How Long Does a Grandparent Visitation Case Take in Alaska?
A grandparent visitation case in Alaska typically takes several months to over a year, depending on whether the parents contest it. Uncontested matters may resolve in a few months, while contested cases requiring evidentiary hearings, custody investigators, or expert testimony often extend 9 to 18 months. Alaska's general 30-day divorce waiting period does not directly govern grandparent petitions.

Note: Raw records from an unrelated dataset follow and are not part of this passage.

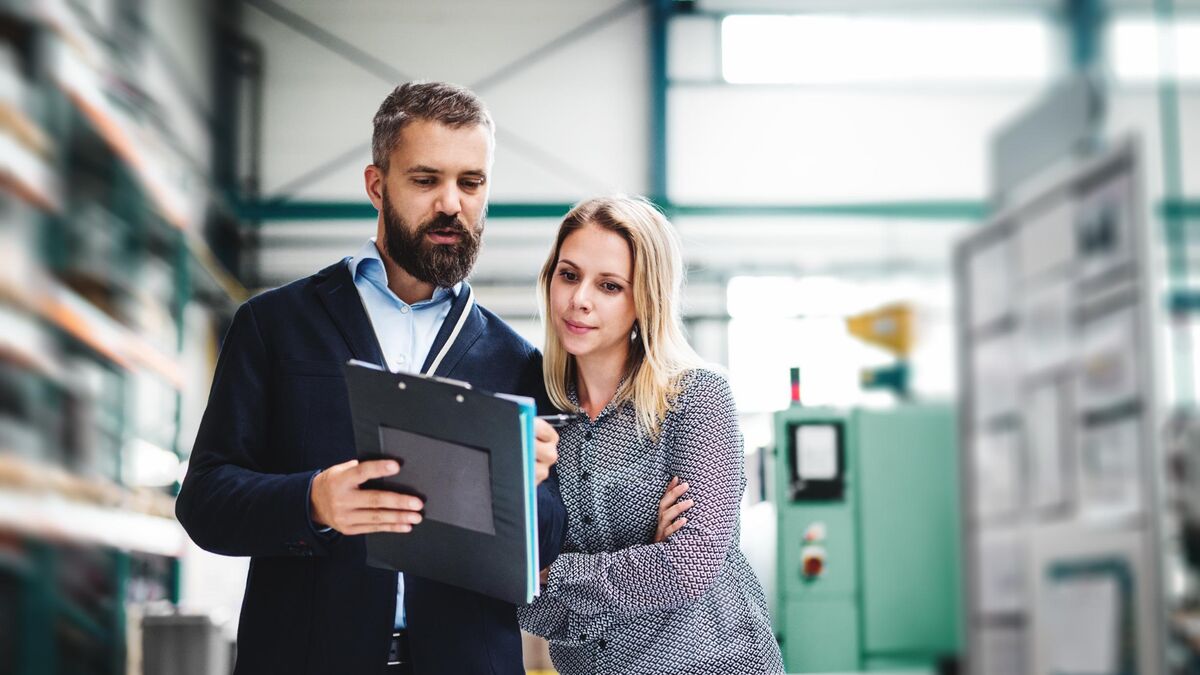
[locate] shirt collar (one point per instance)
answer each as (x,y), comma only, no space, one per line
(370,266)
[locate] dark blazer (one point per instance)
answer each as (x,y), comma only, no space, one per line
(277,412)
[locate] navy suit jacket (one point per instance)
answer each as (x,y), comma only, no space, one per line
(277,412)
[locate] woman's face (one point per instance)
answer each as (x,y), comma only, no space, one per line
(592,293)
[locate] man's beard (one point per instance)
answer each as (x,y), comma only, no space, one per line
(441,264)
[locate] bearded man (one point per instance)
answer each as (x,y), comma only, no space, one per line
(271,473)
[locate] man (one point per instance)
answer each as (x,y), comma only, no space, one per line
(273,473)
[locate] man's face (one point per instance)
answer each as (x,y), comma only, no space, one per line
(435,199)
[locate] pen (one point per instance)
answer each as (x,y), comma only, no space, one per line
(563,419)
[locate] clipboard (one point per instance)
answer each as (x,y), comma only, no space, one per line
(469,455)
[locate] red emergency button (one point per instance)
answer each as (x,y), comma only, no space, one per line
(813,561)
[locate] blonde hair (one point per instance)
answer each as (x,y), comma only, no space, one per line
(660,352)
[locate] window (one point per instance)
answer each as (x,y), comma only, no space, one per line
(850,49)
(1138,43)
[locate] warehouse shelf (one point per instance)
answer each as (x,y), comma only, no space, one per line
(91,327)
(49,503)
(82,84)
(23,167)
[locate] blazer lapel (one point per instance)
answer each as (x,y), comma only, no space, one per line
(345,306)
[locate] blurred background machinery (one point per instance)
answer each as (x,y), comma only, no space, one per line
(869,572)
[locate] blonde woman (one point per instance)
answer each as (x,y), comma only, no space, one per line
(636,589)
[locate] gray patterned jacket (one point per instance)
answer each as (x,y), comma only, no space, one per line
(618,603)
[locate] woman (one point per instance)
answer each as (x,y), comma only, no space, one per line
(636,590)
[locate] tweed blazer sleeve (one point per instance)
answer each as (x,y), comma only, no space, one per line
(706,453)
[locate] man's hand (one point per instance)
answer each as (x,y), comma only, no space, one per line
(670,507)
(546,443)
(339,501)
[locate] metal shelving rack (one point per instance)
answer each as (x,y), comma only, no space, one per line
(103,251)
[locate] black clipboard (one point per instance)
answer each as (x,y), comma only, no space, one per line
(468,454)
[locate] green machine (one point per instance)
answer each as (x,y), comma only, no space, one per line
(869,571)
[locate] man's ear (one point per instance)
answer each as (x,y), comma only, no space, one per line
(372,179)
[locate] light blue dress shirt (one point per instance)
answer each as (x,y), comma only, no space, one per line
(406,333)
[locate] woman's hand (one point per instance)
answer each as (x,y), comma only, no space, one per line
(670,507)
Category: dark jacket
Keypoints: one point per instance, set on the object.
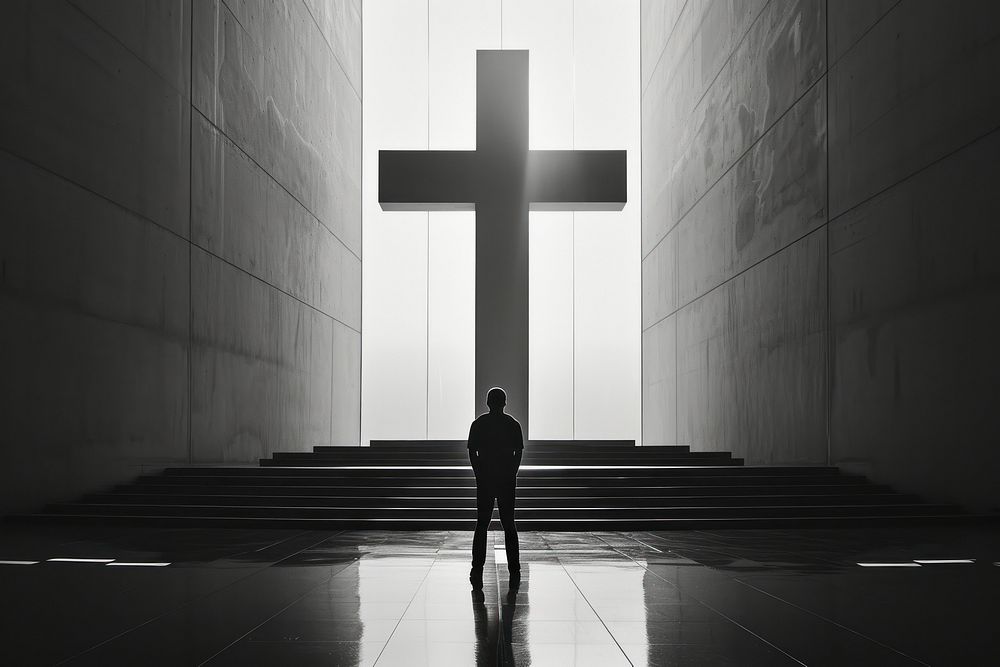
(495, 445)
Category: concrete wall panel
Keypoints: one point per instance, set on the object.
(699, 48)
(261, 366)
(302, 129)
(780, 57)
(93, 339)
(99, 299)
(657, 18)
(921, 83)
(80, 93)
(915, 310)
(242, 215)
(659, 383)
(751, 361)
(888, 150)
(774, 195)
(345, 415)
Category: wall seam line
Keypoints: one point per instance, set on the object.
(281, 185)
(764, 132)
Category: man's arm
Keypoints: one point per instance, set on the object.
(474, 449)
(518, 449)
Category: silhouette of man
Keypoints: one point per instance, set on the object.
(495, 446)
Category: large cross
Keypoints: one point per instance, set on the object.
(500, 180)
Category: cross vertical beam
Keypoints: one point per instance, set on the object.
(500, 180)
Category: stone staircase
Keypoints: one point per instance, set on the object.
(562, 485)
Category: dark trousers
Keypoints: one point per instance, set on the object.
(503, 494)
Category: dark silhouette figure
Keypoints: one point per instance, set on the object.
(495, 446)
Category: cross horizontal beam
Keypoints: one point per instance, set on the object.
(583, 180)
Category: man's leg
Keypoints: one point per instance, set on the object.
(484, 512)
(505, 500)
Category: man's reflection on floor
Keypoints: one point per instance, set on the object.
(486, 633)
(488, 652)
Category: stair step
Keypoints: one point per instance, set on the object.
(153, 488)
(630, 472)
(562, 485)
(468, 500)
(469, 514)
(719, 522)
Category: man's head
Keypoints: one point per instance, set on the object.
(496, 399)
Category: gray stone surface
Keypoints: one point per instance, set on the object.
(180, 246)
(93, 339)
(751, 360)
(261, 367)
(734, 200)
(818, 241)
(77, 92)
(920, 84)
(915, 302)
(302, 129)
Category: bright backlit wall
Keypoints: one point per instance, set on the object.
(418, 325)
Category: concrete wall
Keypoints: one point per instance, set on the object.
(819, 252)
(180, 242)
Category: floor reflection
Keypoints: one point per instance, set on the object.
(760, 597)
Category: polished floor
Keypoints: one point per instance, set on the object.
(131, 596)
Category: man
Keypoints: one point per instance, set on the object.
(495, 446)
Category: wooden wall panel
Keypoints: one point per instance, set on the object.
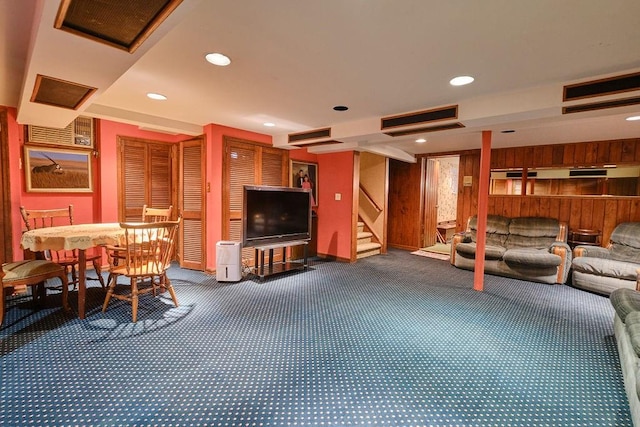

The timeline depends heavily on the court's calendar and the level of conflict. When grandparents intervene in an existing divorce, their request travels with the parents' case, so the grandparent issue resolves alongside the broader custody determination. A standalone AS § 25.20.065 petition starts its own clock: after filing the SHC-1142 form, the parents must be served, given time to respond, and the court schedules a hearing. Contested cases consume the most time because the clear and convincing burden often demands testimony, documentary evidence, and sometimes a custody investigator's report. Alaska courts in remote regions may have fewer hearing dates, lengthening the process. Settlement can dramatically shorten the timeline — if parents and grandparents reach a written agreement, the court can approve it without a full trial. Because the constitutional deference to fit parents makes contested grandparent visitation an uphill fight, negotiated agreements remain the fastest and most reliable path to ongoing contact.